8. Secours. Dans les régions libérées, beaucoup de gens victimes de calamités naturelles, beaucoup de réfugiés, de chômeurs complets ou partiels ont un besoin urgent de secours. La solution, bonne ou mauvaise, qu’on pourra apporter à ce problème aura une influence considérable dans les divers domaines. Outre les mesures prises par le gouvernement, les secours doivent être avant tout assurés par l’entraide des masses elles-mêmes. Et c’est au Parti et au gouvernement d’encourager les masses à organiser de tels secours.
9. De la sollicitude à témoigner aux cadres locaux. Chaque région libérée compte aujourd’hui, à tous les échelons de la direction, un grand nombre de cadres venus d’autres régions. Il en est surtout ainsi dans les provinces du Nord-Est. A ces cadres, les organismes dirigeants de chaque région doivent instamment recommander de témoigner de la sollicitude aux cadres locaux en les traitant avec toute la cordialité et toute la bonne volonté possible. Les cadres venus d’autres régions doivent considérer la sélection, la formation et la promotion des cadres locaux comme une tâche importante qui leur incombe. C’est seulement ainsi que notre Parti peut prendre racine dans les régions libérées. L’attitude hautaine montrée par les gens d’autres régions à l’égard des gens du pays doit être critiquée.

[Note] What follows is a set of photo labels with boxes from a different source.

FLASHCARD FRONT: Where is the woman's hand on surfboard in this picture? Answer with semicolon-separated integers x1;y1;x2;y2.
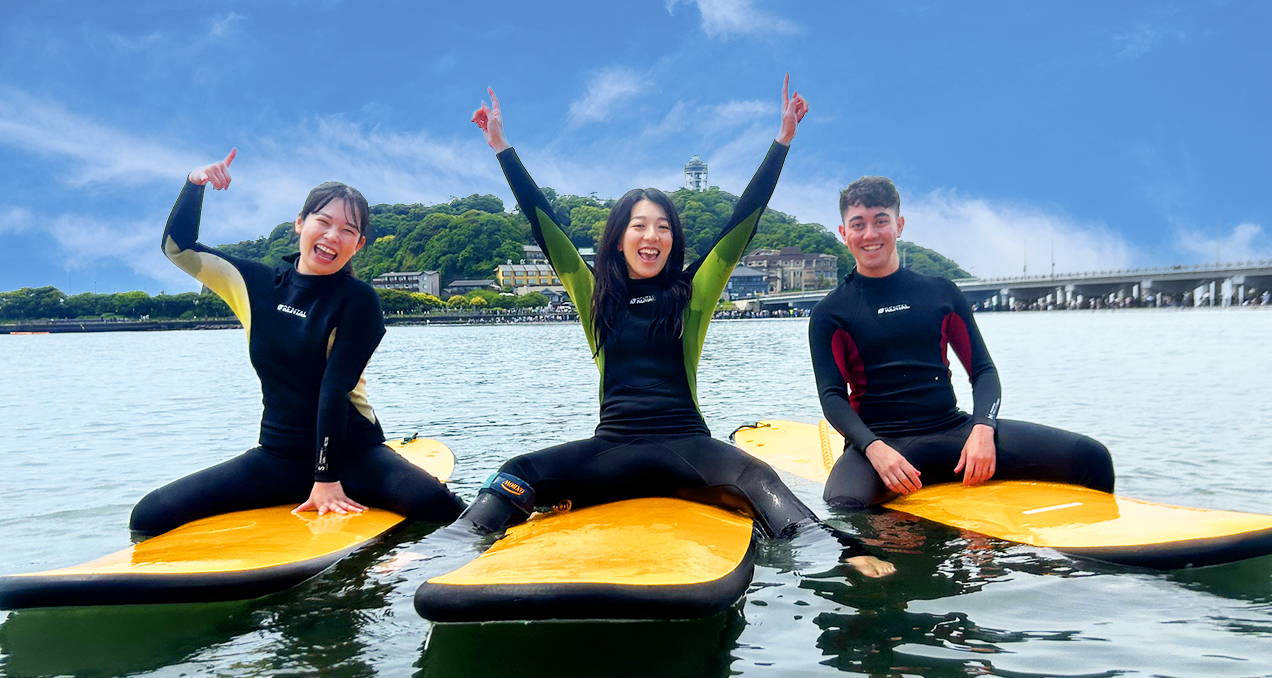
843;556;897;579
291;481;366;515
777;73;808;146
190;149;238;191
954;424;999;485
866;440;923;495
473;86;511;153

10. Tout prévoir pour une longue durée. Quelle que soit l’évolution de la situation actuelle, notre Parti doit tout prévoir pour une longue durée, afin de rendre notre position invulnérable. A l’heure actuelle, d’une part, notre Parti s’en tient fermement à sa position d’autonomie et de légitime défense dans les régions libérées, s’oppose résolument aux attaques du Kuomintang et consolide les avantages acquis par la population de ces régions. D’autre part, nous soutenons le mouvement démocratique qui se développe dans les régions du Kuomintang (comme le dénote la grève des étudiants de Kunming)6, afin d’isoler les réactionnaires, de gagner à nous de nombreux alliés et d’élargir le front uni national démocratique agissant sous l’influence de notre Parti. De plus, une délégation de notre Parti assistera bientôt à la Conférence consultative politique qui réunira les délégués de tous les partis et des personnalités sans-parti ; elle reprendra les négociations avec le Kuomintang et luttera pour la réalisation de la paix et de la démocratie dans tout le pays. Cependant, nous pourrons connaître encore des vicissitudes. De nombreuses difficultés nous attendent ; par exemple, nos nouvelles régions libérées et nos troupes nouvelles ne sont pas encore consolidées et nos finances nous posent des problèmes. Nous devons aborder franchement ces difficultés et les surmonter, et dans l’organisation de tout travail, prendre nos dispositions pour une longue durée, mettre le plus grand soin à utiliser avec économie la main-d’œuvre et les ressources matérielles et nous garder d’escompter des succès dus au hasard.
Ces dix points doivent spécialement retenir notre attention dans le travail que nous aurons à effectuer en 1946, et en particulier pendant la première moitié de l’année. Nous espérons que les camarades des différentes régions appliqueront cette directive avec souplesse, en tenant compte des conditions locales. Pour le reste du travail à mener dans les diverses régions, comme par exemple l’édification du pouvoir local, le travail du front uni, le développement au sein et en dehors du Parti de l’éducation portant sur l’actualité politique, le travail dans les villes proches des régions libérées — tout cela est important, mais nous ne nous y attarderons pas ici.